In one of the companies that i worked, we had this whole process oriented approach with lots of documents (most of which were asked to be filled in by Project Manager). However, in spite of the length and explanations, i realized that it hardly used to help people -the real developers.
So i decided to pull on of myself with a specific objective of "helping the developers". The most important thing i started is to collect most basic questions - the real FAQs.
What i learned is that following matters to most people when they want to adopt certain process, and many things that they may not have prior idea but would appreciate right away if they understand the logic.
Here are the key topics that such a documentation should help:
The process of development to deployment -
How should the code be organized, compiled, published (in the form of DLLs, libraries, executables, installers, web pages and how will they be deployed and tested)?
How should we do version control? (and why if there are newbies).

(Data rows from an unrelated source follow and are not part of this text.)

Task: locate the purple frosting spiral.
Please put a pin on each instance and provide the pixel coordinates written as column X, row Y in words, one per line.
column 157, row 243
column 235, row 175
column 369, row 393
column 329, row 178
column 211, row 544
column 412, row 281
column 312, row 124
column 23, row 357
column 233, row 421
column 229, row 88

Understand how the structure of the repository, the code of conduct - when a check-in acceptable and when not, when a version/tag is announced, how the patch, merges will be applied, and what are the cleanliness expectations when a patch or release is declared done
Executing the Methodology -
are we agile, do we do up-front design, which methodology we use? Now given this, it might be a fixed for a given company. Now, for most people, they want to know how we are going to implement it for the given project. This is very specific about the project that will allow people to visualize different milestones and what is potentially important. In a research oriented project - we would want indicate "always validate critical algorithms before building on top of it" in a shrink wrap I would focus on the correctness and importance of features.
Communication responsibilities -
Defining how do you make formal communication - this is not done with whether specific people can talk to each other - but people must have a sense as to what is important enough (problems, design decisions, feature freeze) to be either announce or even debated before proceeding on implementation.

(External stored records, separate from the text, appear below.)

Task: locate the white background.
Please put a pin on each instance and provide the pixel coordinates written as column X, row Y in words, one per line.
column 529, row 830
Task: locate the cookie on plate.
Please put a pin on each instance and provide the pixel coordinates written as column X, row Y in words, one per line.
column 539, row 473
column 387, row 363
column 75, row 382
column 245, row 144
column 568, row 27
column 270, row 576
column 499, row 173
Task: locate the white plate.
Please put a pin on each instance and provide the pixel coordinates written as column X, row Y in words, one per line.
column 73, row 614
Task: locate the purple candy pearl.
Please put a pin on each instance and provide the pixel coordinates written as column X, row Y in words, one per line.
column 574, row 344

Finally, we must all have a common understanding of code-quality, coding standard and in general what we think is ok or below hygiene level.
I wish I would start off every project with such documents - however, it's not quite easy. But important thing is to address all issues that relate to day-to-day behavior and choices of developers. This goes long way when multiple releases to market needs to be delivered.
Finally, I would also suggest that try to be informal as possible. Usually, the process oriented guys don't quite like informal documents which can potentially be misunderstood outside the context. However, it should be done such a way that it connects the developers.